Deciding what's core to an out-of-band network management system
If you belong to a multinational organization that has thousands of IT assets, it may not be cost effective to include every single item in an out-of-band management system. It's very important to first determine the most critical elements in your infrastructure and how you intend to manage them remotely. Keep in mind that an asset is not always a physical piece of equipment and can extend to services, applications, middleware and other software. The considerations of which elements should be included in an out-of-band system fall into the following areas:
- Does the asset directly influence revenue generation?
- Does the asset constitute a single-point-of-failure and act as a transport (router, switch, etc.), security (firewall, VPN) or access (NAC, portal) device?
- Does the asset control package distribution or storage of critical data (e.g., SAN, asset management systems)?
There are several more areas that should be addressed, but these should serve as a prelude to the level of detail needed to plan an out-of-band network management system.
Tools and equipment needed for out-of-band network management
Out-of-band models fall into two categories:
- Exclusive: A 100% isolated out-of-band system in which physical and logical paths never cross the production environment.
- Hybrid: An out-of-band system that includes both in-band and exclusive characteristics.
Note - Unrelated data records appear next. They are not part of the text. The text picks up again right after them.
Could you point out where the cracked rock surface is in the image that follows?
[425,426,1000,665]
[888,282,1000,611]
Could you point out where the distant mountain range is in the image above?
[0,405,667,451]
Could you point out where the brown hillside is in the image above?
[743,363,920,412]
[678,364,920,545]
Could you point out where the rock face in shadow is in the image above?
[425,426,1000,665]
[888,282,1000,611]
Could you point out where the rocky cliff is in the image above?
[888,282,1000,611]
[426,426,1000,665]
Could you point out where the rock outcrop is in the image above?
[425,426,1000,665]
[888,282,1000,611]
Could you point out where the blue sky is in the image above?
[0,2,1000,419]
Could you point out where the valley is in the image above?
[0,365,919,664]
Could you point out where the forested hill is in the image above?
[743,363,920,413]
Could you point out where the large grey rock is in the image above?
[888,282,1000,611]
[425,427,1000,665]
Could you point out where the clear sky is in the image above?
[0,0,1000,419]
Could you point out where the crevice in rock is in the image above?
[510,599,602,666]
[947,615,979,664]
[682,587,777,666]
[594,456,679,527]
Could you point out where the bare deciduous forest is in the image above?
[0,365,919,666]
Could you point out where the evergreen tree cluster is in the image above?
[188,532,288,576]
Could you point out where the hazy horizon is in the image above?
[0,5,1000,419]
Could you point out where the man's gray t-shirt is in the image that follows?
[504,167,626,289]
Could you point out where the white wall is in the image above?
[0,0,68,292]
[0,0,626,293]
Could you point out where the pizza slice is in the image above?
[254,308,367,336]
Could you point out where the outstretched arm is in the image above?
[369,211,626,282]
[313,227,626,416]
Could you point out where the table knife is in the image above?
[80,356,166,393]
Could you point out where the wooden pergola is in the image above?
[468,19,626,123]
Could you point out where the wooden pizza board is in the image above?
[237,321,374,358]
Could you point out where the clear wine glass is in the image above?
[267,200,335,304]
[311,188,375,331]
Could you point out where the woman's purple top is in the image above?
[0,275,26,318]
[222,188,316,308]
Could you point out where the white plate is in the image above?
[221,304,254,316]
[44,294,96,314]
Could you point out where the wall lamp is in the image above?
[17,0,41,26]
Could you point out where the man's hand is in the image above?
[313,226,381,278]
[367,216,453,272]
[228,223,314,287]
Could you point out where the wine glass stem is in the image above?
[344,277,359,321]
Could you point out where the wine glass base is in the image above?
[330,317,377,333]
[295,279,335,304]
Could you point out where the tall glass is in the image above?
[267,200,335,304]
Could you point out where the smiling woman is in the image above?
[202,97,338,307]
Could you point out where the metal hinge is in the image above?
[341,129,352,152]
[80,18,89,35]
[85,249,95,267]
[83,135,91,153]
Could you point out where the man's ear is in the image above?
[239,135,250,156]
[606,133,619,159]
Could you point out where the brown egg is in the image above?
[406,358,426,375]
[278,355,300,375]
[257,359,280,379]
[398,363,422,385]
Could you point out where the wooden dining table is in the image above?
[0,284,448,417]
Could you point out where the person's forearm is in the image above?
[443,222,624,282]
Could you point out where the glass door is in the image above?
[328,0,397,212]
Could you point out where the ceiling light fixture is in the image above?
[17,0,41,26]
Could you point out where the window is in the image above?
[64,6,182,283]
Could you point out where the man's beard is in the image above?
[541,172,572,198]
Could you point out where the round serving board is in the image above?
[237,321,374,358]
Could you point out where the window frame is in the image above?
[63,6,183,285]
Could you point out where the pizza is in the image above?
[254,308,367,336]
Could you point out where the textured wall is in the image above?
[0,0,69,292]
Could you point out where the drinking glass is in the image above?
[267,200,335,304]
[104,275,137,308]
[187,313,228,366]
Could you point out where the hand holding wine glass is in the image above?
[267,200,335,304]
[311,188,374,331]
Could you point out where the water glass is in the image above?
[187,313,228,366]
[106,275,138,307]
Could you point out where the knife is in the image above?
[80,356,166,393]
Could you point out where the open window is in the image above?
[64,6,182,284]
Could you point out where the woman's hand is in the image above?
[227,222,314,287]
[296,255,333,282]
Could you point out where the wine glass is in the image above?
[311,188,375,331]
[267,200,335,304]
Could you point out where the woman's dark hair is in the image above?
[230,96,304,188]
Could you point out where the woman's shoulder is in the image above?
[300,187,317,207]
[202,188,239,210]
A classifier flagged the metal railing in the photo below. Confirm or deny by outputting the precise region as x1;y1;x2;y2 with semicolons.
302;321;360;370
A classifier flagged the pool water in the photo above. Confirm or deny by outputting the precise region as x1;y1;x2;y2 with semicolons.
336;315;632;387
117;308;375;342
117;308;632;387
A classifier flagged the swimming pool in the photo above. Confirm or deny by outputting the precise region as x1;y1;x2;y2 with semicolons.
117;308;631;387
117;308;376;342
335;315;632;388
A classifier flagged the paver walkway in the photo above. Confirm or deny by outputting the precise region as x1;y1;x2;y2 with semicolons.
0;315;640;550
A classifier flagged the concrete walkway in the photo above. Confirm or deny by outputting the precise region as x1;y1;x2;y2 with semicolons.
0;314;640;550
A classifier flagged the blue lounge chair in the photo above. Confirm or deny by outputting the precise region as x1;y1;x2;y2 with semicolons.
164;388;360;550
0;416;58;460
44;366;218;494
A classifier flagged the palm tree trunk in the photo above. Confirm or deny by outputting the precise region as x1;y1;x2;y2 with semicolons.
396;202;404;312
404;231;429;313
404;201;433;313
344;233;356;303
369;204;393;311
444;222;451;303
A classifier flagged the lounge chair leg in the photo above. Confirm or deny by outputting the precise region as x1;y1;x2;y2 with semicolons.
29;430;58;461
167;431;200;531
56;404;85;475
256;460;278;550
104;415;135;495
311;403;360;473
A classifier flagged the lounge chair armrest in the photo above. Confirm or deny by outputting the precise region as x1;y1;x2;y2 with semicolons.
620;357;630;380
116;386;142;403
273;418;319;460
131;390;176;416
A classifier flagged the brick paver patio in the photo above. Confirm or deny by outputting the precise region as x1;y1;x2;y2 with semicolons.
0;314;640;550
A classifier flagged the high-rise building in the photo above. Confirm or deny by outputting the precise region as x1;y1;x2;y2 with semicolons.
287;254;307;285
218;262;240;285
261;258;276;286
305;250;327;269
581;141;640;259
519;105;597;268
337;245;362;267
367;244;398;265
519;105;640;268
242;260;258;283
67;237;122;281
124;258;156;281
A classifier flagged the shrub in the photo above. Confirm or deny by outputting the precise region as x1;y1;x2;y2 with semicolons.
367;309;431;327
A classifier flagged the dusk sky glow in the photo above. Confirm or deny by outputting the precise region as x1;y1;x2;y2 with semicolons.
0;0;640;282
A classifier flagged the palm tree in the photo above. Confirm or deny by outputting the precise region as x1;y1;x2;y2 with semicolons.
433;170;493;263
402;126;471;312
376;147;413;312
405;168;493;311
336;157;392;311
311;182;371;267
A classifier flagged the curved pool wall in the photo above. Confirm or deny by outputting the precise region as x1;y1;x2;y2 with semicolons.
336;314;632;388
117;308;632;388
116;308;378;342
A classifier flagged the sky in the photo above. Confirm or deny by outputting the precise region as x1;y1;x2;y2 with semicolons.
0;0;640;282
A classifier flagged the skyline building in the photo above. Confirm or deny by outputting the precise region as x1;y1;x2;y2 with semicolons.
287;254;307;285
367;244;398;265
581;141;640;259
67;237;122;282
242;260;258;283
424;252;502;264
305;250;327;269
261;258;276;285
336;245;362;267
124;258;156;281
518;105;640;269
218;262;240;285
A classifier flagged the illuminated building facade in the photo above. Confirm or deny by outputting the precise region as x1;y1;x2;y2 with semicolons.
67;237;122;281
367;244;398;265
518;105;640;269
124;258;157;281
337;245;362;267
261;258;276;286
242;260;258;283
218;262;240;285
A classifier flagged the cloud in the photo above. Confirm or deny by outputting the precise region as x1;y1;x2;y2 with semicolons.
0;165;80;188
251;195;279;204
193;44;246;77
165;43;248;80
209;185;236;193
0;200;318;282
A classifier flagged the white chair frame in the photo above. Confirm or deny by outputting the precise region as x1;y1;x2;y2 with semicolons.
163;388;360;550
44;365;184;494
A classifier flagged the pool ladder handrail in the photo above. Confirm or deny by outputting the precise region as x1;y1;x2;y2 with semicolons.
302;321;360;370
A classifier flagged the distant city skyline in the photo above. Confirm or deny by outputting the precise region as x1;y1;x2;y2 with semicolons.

This is the more common of the two, based on manageability and cost.
Regardless of the type of out-of-band model, organizations will find themselves purchasing the same foundational equipment:
- Terminal servers
- KVMs with remote access capability
- Network switches and/or routers
- Network interface cards (NICs)
The quantity, configuration and layout of the out-of-band equipment depend entirely on the design and desired outcome of the organization. Out-of-band systems can be as simple or as complex and costly as the production environment they are supporting, so it is important to define the requirements fully before deploying a system that will be difficult to rip out in the long term.